Contudo, depois de alguns minutos, finalmente o criado entrou no quarto para levar-lhe uma bebida. Como o escravo não percebeu a presença do rapaz nos aposentos, passou a procurá-lo. 
Nisso surpreendentemente, ao ver o escravo, Ticiano, aproveitando-se de um objeto que trazia nas mãos, acertou-lhe a cabeça. 
Contudo, um dos escravos que permanecia junto a entrada do quarto do rapaz, ouviu o barulho e, preocupado, adentrou o aposento para verificar o que teria ocorrido.
Como era de se esperar, Ticiano esperava ansiosamente a entrada do mesmo no quarto. Estando a postos, tratou de também acertar-lhe a cabeça, com um dos inúmeros objetos que enfeitavam o quarto.
E assim, carregando uma pequena trouxa com alguns de seus pertences, Ticiano rapidamente, saiu do ambiente. Cautelosamente, verificou se não havia ninguém na sala. Seguramente não.
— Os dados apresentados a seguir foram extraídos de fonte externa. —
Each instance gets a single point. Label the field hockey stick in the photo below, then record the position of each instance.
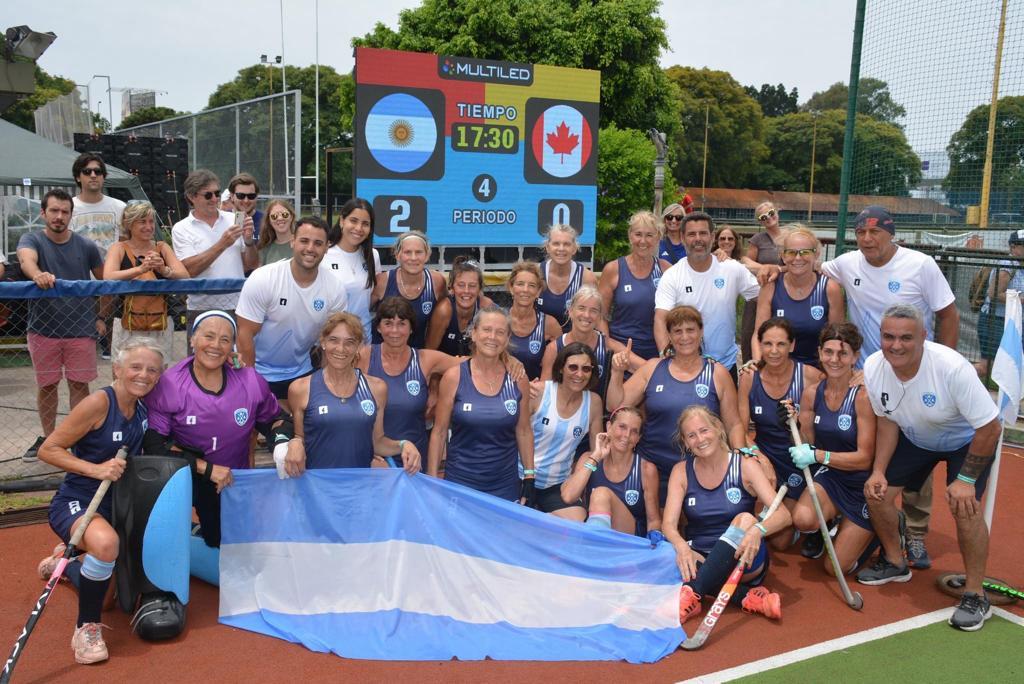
(708, 624)
(76, 539)
(853, 599)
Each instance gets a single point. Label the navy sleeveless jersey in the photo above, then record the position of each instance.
(482, 453)
(665, 399)
(807, 315)
(529, 349)
(423, 306)
(629, 490)
(456, 342)
(339, 432)
(710, 511)
(558, 305)
(773, 437)
(407, 399)
(102, 444)
(633, 314)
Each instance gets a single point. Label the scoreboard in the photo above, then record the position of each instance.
(475, 152)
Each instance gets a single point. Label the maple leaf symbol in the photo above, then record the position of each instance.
(562, 142)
Diante disso, como todos na casa provavelmente dormiam, o rapaz aproveitou o ensejo e mais que depressa, saiu da sede. 
Contudo, para que ninguém o avistasse saindo da casa-grande, Ticiano procurou sair pela cozinha. O rapaz, caminhando vagarosamente para não acordar os escravos, fugiu, para novamente partir.
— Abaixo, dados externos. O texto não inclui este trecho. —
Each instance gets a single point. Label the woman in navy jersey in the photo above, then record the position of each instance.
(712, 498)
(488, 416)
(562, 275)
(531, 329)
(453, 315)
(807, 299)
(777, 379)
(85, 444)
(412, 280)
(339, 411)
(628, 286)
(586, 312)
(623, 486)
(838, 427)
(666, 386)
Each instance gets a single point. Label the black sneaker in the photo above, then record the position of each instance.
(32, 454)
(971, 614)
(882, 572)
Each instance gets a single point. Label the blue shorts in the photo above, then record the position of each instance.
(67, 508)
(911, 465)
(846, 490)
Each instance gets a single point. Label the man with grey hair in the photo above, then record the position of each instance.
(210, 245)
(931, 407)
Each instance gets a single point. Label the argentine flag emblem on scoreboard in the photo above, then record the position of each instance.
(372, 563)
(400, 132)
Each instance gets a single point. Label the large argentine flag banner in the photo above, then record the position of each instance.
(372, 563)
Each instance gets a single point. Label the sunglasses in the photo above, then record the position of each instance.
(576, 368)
Mas antes, Ticiano passou na casa onde morou por um ano. Na casa do antigo administrador da fazenda, pegou os poucos livros que tinha e partiu. 
Ademais, preocupado com a possibilidade de ser pego, o rapaz cavalgou durante toda a madrugada. Para isso, furtou um dos cavalos da fazenda. Infelizmente, não havia outra alternativa. 
Por isso o fez.
Como bom conhecedor de animais, Ticiano procurou pegar um dos que melhor corriam. Afinal, precisava estar bem longe da fazenda, quando finalmente viesse a manhã. Por que ele sabia que provavelmente seria procurado.
Por isso, precisava sumir da região.
E assim, Ticiano cavalgou durante toda a madrugada. 
Durante horas permaneceu acordado.
No entanto, por mais forte que um homem seja, chega um momento em que se necessita de um descanso. E assim, depois de longas horas de cavalgada, Ticiano precisou pensar em um bom lugar para descansar. 
Tal lugar, entretanto, não poderia ser acessível, para que ele não corresse o risco de ser pego. E assim, enquanto não encontrou tal lugar, continuou cavalgando.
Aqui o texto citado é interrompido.